We don’t yet know when and if the job-creation machine will revive in the U.S. But we’re already starting to see congressmen and some economists declare that the government can’t continue extending help to the long-term unemployed in the name of fiscal austerity.

It’s going to be much easier for them to focus on the debt if the average man on the street no longer fears that he’ll lose his job.

Unemployment is moving from “our” problem to “their” problem.

I have a job. And that BLS report I referenced tells me that job’s safer than it has been in 11 years. So now, unemployment isn’t so much an imminent threat that I want government to urgently address, but the problem of an ambiguous group of people who I only know through friends of friends or family.

Pretty soon, simply telling people that the unemployment rate is 9% isn’t going to make people bat an eyelash, and I wouldn’t be surprised if some politicians or jobseeker services start taking a lesson from foreign NGOs.

Are you more heartbroken by the estimated 925 million people who lived in hunger in 2010, or by this?

I

It’s no accident that the narrator said the name “Michelle” six times.
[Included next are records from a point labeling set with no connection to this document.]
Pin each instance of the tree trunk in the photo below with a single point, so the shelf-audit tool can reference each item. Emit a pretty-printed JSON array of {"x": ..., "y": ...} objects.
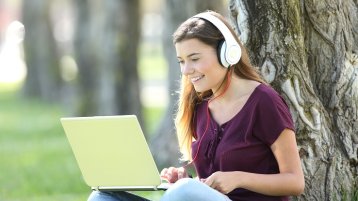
[
  {"x": 307, "y": 50},
  {"x": 106, "y": 50},
  {"x": 176, "y": 12},
  {"x": 43, "y": 73}
]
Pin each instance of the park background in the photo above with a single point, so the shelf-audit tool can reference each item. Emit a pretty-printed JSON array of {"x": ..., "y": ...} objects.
[{"x": 88, "y": 57}]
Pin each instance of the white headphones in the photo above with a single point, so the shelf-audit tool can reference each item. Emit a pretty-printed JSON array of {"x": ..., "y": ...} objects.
[{"x": 229, "y": 52}]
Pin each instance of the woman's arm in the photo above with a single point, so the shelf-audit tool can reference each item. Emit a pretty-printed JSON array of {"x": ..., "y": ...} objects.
[{"x": 290, "y": 180}]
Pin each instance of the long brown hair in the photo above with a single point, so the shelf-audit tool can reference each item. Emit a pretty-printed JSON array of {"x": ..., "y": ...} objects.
[{"x": 188, "y": 98}]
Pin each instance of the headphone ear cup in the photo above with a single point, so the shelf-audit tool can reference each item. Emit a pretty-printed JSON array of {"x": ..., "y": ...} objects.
[{"x": 221, "y": 54}]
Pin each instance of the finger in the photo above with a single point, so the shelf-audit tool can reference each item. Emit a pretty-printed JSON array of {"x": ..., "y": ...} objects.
[
  {"x": 164, "y": 171},
  {"x": 181, "y": 173}
]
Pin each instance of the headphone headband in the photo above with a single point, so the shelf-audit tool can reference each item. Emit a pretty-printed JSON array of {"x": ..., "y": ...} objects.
[{"x": 232, "y": 53}]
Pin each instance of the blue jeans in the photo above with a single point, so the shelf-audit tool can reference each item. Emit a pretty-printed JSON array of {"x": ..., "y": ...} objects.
[{"x": 183, "y": 190}]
No accident either that once you start giving, you’ll get a picture of the child and updates on his or her progress.

Economist George Loewenstein and Deborah Small ran an experiment where they presented potential donors a letter that requested money for a house being built for a family by Habitat for Humanity. In one version of the letter, which described the families, they were told that the family “will be selected” for the home. In the other version, they were told that the family “has been selected” and was just waiting for the donation.

Donations to the home for the family that “has been selected” were significantly greater. The reason? The economists think that making the beneficiary concrete and identifiable was all it took to pump up the giving.

I hope it doesn’t reach the point that we need to run commercials with panicked jobseekers in order to keep them in the public consciousness. But as time goes on, let’s not forget that one in 10 of the people we pass on the street every day are probably out of work.